На самом деле, ей приходила в голову мысль взять старую мать к себе и ухаживать за ней. Она даже обсуждала это с Инь Чжи Хуном.
Редко когда она, всегда такая властная, соглашалась "склонить голову" и мягко умолять Инь Чжи Хуна. В деревне, как известно, "с давних времен сыновей воспитывают для поддержки в старости", и есть такая народная поговорка: "лучше выйти замуж за сына нищего, чем за дочь чиновника".
Как и ожидалось, Инь Чжи Хун не возразил, но и не согласился.
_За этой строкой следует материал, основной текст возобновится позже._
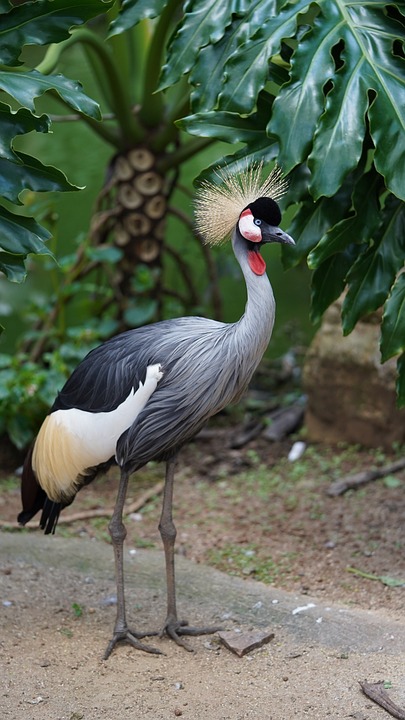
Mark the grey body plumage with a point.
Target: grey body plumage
(149, 391)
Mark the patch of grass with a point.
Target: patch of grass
(244, 560)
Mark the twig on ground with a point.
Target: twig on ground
(376, 692)
(352, 482)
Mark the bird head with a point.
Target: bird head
(259, 223)
(246, 204)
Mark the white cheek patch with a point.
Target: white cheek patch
(247, 228)
(70, 441)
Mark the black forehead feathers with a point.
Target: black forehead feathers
(266, 209)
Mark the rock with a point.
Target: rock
(243, 642)
(351, 395)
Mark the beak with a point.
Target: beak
(275, 234)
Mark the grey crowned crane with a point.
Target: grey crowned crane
(143, 394)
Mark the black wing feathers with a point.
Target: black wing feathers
(105, 377)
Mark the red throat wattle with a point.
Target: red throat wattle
(256, 262)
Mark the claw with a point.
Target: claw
(175, 628)
(132, 639)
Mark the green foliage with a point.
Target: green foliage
(318, 86)
(38, 23)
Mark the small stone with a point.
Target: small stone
(244, 642)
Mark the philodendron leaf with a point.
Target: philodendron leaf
(371, 277)
(20, 235)
(26, 172)
(28, 85)
(133, 11)
(43, 22)
(204, 22)
(230, 127)
(18, 123)
(401, 380)
(329, 281)
(345, 67)
(12, 266)
(359, 227)
(393, 324)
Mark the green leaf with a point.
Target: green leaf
(329, 280)
(401, 380)
(343, 69)
(359, 227)
(30, 173)
(372, 275)
(12, 266)
(230, 127)
(18, 123)
(311, 223)
(28, 85)
(109, 254)
(42, 22)
(246, 70)
(133, 11)
(300, 102)
(265, 151)
(393, 323)
(20, 235)
(210, 72)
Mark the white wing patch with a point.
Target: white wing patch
(70, 441)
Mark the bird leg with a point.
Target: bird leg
(174, 627)
(118, 534)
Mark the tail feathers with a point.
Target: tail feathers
(50, 516)
(32, 495)
(34, 498)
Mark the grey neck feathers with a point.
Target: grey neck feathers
(253, 331)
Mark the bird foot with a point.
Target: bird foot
(133, 638)
(176, 628)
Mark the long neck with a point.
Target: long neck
(253, 331)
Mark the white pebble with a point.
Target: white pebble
(297, 451)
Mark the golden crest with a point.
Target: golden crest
(218, 206)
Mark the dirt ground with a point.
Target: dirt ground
(262, 519)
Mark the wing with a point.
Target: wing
(106, 376)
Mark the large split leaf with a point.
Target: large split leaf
(349, 54)
(13, 266)
(133, 11)
(42, 22)
(371, 277)
(20, 235)
(29, 173)
(28, 85)
(358, 227)
(230, 127)
(204, 22)
(18, 123)
(393, 325)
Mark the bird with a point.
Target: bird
(143, 394)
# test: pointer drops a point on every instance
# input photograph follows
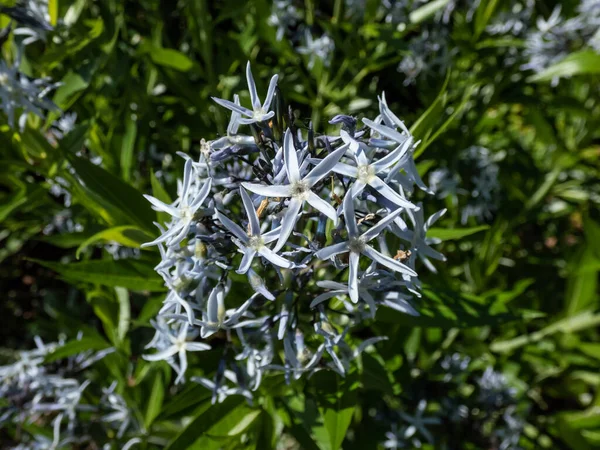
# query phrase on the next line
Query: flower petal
(321, 205)
(387, 261)
(325, 166)
(290, 157)
(386, 131)
(349, 215)
(392, 157)
(233, 107)
(282, 190)
(246, 260)
(390, 194)
(251, 213)
(345, 169)
(275, 259)
(162, 206)
(353, 276)
(254, 100)
(380, 226)
(233, 228)
(332, 250)
(270, 92)
(163, 354)
(288, 222)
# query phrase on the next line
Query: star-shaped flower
(184, 211)
(259, 112)
(179, 345)
(253, 242)
(357, 245)
(299, 188)
(366, 171)
(418, 237)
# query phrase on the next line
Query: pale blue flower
(357, 245)
(183, 211)
(179, 345)
(259, 112)
(299, 187)
(254, 242)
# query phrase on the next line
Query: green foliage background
(519, 292)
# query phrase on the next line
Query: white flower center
(256, 243)
(186, 213)
(356, 245)
(259, 114)
(366, 173)
(299, 190)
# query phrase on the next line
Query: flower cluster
(285, 236)
(555, 38)
(487, 407)
(21, 94)
(34, 391)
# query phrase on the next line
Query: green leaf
(168, 57)
(134, 275)
(66, 240)
(16, 198)
(73, 84)
(53, 11)
(426, 11)
(484, 12)
(193, 396)
(449, 234)
(423, 126)
(160, 193)
(232, 408)
(336, 400)
(581, 321)
(114, 191)
(77, 346)
(578, 63)
(127, 235)
(374, 376)
(124, 312)
(582, 286)
(128, 147)
(155, 400)
(446, 309)
(266, 436)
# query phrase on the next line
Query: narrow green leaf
(426, 11)
(160, 193)
(77, 346)
(484, 12)
(266, 437)
(155, 401)
(127, 235)
(53, 11)
(127, 148)
(204, 422)
(446, 309)
(578, 63)
(193, 396)
(336, 400)
(423, 126)
(581, 321)
(134, 275)
(124, 312)
(168, 57)
(115, 191)
(448, 234)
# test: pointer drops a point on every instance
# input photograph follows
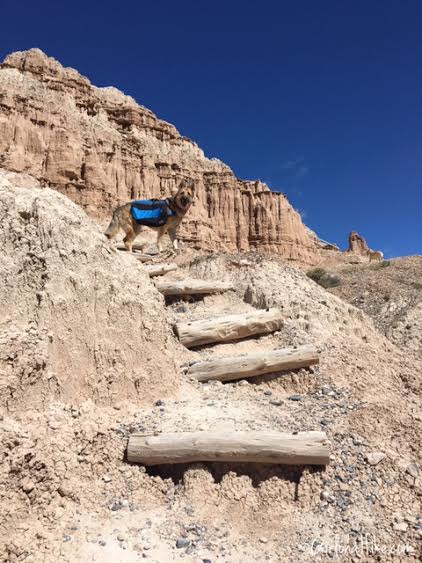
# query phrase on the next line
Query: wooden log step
(192, 287)
(159, 269)
(228, 328)
(250, 365)
(303, 448)
(135, 246)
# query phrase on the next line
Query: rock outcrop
(100, 148)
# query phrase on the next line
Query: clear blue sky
(321, 99)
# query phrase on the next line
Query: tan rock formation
(101, 148)
(77, 320)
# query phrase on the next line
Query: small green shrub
(323, 278)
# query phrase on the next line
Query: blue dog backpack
(151, 212)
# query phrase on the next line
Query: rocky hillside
(101, 148)
(390, 292)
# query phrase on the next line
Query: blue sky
(322, 100)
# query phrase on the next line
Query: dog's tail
(114, 226)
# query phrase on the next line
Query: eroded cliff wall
(100, 148)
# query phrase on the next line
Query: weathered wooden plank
(304, 448)
(250, 365)
(191, 287)
(159, 269)
(229, 327)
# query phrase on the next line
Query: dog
(375, 255)
(178, 205)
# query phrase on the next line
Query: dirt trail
(69, 495)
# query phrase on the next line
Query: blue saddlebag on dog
(151, 212)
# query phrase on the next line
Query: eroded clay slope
(101, 148)
(77, 320)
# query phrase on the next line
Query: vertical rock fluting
(100, 148)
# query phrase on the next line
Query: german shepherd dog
(179, 203)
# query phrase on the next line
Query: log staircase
(304, 448)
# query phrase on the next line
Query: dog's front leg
(173, 238)
(160, 235)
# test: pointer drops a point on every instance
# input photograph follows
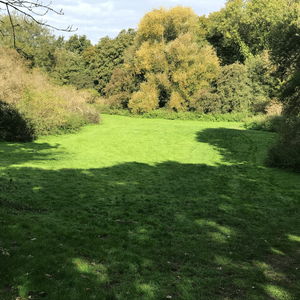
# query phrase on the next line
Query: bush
(272, 123)
(285, 153)
(13, 126)
(144, 100)
(48, 107)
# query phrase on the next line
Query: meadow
(148, 209)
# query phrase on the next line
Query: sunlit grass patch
(148, 209)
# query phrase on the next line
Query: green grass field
(148, 209)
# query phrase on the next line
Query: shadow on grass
(135, 231)
(18, 153)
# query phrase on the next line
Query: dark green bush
(285, 153)
(14, 127)
(266, 123)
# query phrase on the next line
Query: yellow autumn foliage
(144, 100)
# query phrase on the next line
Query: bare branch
(29, 9)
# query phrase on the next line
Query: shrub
(272, 123)
(47, 106)
(285, 153)
(234, 88)
(13, 126)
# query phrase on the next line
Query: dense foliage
(241, 59)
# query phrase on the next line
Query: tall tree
(31, 10)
Он молчал, потому что знал: если он возьмет старую мать к себе, бремя на плечах его дочери станет еще тяжелее.
Но он не мог возразить предложению жены, ведь "из всех добродетелей сыновняя почтительность превыше всего", и он не хотел, чтобы ему "тыкали пальцем в спину".
Инь Чжи Хун очень хотел проявить себя как "глава семьи", взять все на себя и не обременять дочь, но пять лет назад он повредил спину, работая "рабочим-мигрантом" на стройке, чтобы заработать на жизнь. Поскольку он был временным работником и не подписывал официальный контракт, бригадир просто дал ему немного денег на лечение и отпустил.
Но с тех пор он не мог выполнять тяжелую работу.
Все эти годы, в обычное время, он во всем следовал жене, и в душе ему было тяжело.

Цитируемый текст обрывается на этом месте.